December 18, 2009

77 LEADING THE PARADE TO A STANDSTILL:

Poor and Emerging States Stall Climate Negotiations (JOHN M. BRODER, 12/17/09, NY Times)

The Group of 77 is a group in name only. Made up of 130 countries, it represents tiny island nations like Vanuatu and advanced middle-income states like Argentina. Its nominal leader is Lumumba Stanislaus Di-Aping, a Sudanese diplomat who speaks on behalf of the group and who led a walkout on Monday, saying the developed nations’ offer of $10 billion in “quick-start” financing after completion of a deal here was wholly inadequate.

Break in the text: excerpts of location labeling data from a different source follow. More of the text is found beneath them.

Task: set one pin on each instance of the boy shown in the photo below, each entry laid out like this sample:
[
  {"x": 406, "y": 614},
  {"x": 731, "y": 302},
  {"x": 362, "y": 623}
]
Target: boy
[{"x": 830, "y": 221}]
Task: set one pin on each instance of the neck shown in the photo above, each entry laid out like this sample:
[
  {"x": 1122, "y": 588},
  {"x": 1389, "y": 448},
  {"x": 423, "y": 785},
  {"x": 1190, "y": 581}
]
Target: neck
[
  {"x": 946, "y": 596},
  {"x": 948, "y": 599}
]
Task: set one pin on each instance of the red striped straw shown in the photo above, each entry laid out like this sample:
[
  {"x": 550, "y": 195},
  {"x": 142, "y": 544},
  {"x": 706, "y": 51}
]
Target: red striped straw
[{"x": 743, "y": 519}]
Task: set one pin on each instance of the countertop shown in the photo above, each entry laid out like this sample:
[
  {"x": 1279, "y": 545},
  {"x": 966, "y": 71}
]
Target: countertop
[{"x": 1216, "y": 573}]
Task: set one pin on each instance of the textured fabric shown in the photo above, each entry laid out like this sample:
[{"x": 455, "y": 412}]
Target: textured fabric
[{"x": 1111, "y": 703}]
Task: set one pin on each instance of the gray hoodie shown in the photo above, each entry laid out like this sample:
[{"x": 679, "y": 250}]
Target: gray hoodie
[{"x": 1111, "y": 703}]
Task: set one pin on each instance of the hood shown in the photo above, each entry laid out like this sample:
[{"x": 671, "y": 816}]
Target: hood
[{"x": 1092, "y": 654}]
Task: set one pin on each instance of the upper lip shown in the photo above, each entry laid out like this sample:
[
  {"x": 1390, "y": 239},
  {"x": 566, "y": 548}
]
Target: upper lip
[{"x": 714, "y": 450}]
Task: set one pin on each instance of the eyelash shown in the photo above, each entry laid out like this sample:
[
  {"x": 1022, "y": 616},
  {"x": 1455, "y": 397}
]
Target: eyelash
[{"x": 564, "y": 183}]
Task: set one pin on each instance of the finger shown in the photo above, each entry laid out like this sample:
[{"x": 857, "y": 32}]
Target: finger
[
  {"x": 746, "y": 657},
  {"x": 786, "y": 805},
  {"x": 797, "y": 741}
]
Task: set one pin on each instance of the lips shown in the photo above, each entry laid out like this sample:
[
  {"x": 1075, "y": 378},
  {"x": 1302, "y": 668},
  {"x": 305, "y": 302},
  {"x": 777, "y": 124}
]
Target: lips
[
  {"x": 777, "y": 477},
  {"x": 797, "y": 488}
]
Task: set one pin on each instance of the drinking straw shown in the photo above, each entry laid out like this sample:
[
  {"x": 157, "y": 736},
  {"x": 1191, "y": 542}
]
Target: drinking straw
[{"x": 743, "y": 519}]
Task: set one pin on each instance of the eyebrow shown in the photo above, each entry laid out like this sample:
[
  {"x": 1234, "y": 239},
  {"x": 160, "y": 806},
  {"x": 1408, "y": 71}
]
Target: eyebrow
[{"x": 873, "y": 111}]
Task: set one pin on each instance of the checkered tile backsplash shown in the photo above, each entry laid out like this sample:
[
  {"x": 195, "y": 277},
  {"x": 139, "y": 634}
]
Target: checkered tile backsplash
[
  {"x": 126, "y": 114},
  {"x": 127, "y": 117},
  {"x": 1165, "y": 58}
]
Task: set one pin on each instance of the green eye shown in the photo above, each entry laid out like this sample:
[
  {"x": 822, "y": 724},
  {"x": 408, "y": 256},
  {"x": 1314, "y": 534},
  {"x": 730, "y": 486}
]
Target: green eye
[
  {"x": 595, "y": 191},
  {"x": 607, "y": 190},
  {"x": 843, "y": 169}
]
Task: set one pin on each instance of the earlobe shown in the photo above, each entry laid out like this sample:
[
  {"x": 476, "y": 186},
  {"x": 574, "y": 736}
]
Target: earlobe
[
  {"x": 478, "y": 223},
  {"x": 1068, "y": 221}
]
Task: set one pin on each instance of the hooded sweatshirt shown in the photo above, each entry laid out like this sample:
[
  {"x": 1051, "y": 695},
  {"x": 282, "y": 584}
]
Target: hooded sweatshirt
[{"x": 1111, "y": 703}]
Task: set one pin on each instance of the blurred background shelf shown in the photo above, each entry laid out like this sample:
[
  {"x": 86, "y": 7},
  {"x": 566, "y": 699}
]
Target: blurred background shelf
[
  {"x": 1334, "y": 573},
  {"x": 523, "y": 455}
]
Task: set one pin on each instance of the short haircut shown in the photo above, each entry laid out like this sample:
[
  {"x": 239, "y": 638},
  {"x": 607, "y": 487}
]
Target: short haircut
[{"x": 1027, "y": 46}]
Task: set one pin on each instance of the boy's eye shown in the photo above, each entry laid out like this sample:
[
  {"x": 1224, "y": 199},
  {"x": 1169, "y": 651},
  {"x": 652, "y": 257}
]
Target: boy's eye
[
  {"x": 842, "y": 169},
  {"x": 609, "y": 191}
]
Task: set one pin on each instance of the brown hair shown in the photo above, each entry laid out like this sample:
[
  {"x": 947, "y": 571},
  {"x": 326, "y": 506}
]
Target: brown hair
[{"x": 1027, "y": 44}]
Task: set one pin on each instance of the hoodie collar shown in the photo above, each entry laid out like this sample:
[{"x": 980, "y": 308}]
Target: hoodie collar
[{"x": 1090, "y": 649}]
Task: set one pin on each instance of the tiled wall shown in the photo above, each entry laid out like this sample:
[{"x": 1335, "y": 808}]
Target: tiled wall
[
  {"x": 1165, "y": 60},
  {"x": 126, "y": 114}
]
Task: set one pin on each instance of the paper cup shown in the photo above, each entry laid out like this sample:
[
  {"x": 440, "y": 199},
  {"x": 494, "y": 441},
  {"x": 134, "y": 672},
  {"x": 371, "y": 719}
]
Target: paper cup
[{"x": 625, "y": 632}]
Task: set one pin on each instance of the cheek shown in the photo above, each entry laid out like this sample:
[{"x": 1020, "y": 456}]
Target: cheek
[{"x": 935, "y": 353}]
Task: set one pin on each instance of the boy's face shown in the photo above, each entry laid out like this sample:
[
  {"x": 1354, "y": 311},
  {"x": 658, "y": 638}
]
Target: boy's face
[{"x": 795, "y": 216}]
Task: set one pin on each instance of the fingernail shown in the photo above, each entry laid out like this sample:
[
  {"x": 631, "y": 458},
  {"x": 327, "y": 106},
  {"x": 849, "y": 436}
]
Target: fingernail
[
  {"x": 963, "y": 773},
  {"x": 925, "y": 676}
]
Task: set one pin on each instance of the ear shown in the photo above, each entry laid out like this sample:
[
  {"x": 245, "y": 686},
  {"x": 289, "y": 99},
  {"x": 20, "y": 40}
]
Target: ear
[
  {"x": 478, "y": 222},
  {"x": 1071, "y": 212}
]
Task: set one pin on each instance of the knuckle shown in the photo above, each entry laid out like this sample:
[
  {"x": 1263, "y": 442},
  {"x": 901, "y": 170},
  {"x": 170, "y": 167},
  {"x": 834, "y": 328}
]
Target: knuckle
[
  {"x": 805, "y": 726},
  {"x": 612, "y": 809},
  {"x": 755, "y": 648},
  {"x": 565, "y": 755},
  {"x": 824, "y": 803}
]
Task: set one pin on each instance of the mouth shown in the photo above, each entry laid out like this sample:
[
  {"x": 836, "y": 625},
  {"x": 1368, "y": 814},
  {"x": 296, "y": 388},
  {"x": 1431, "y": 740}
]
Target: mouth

Many developing nations have united under the group’s auspices of because there is strength in numbers, and because they can take advantage of the far greater negotiating power and resources of countries like China and Brazil. Many small countries have neither a big enough delegation nor the organizational structure to negotiate effectively on their own.

China has been a natural godfather to many of the Group of 77 countries because its government has extensive investments in Africa and Latin America, often involving lucrative deals to bring oil and minerals home.

The coalition is united on a few central issues. They include making sure that industrialized countries keep the emissions reductions pledges they made as part of the 1997 Kyoto Protocol and that the Copenhagen conference produces enough money for poorer countries to adapt to climate change, said María Fernanda Espinosa, Ecuador’s minister of cultural and ecological patrimony.

But the group is neither a tight negotiating unit, nor particularly well organized. While larger countries like Brazil and China have well-appointed headquarters in one part of the Bella Center, where the negotiations are being held, the Group of 77 office itself is made up of two spartan rooms equipped with two computers, where some delegates from the poorest African nations sat Wednesday morning drinking soda and nibbling biscuits.

“The G-77 is an incredibly diverse group,” said Michael A. Levi, a climate change specialist at the Council on Foreign Relations who is attending the Copenhagen meeting. “Its richest countries are 50 times as wealthy on a per-capita basis as its poorest ones. All of this makes a common yet constructive position very difficult. The easiest thing to agree on is to obstruct action.”